Molecular probe studies of contaminant transformation in reducing sediments: Hydride transfer and dehydrogenase activity

One way to investigate specific biogeochemical reduction processes in whole sediments is with molecular probes. The approach is to use the rates and products of reactions that are diagnostic of particular reducing agents (or reduction mechanisms) as chemical probes for the biogeochemical processes that influence contaminant fate. 2-Chloroacetophenone (2-CAP) could be used as such a probe because it reacts via two pathways to give distinctive products: electron transfer to give acetophenone and hydride transfer to give 2-chlorophenylethanol (2-CPE). Preliminary results with 2-CAP that indicate an enantioselective, temperature-sensitive hydride transfer pathway in slurries of anaerobic sediment was presented. Using horse liver alcohol dehydrogenase (HLADH) as a model enzyme, the major product was the one that is diagnostic for hydride transfer (2-CPE).

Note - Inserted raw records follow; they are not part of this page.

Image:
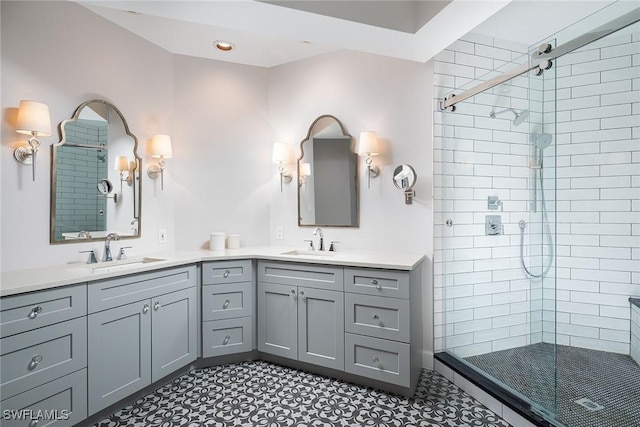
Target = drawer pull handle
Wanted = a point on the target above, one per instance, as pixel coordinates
(34, 361)
(35, 311)
(377, 319)
(376, 362)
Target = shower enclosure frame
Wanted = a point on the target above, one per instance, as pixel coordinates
(538, 62)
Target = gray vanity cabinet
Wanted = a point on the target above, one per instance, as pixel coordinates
(43, 357)
(301, 313)
(135, 344)
(119, 353)
(228, 292)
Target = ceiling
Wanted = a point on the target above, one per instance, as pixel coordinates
(269, 33)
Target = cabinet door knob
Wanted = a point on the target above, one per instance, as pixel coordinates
(34, 361)
(376, 361)
(35, 311)
(377, 319)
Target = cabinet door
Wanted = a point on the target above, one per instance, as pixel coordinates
(278, 319)
(174, 332)
(321, 327)
(119, 353)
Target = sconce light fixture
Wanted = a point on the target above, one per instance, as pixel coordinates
(368, 146)
(281, 157)
(34, 120)
(123, 165)
(159, 148)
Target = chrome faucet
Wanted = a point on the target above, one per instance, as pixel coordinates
(107, 248)
(321, 242)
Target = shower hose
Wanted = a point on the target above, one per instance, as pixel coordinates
(545, 218)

However, the rate of 2-CAP reduction in the HLADH/NADH model system was too slow to give good quantitative kinetics, and a more effective model system is the NADPH-dependent alcohol dehydrogenase from Thermoanaerobium brockii (TBADH). The TBADH/NADPH model system gave 100% conversion of 2-CAP to 2-CPE with a maximum rate at pH 6.5 and well defined Michaelis-Menton curves as a function of both substrate concentrations (2-CAP and NADPH).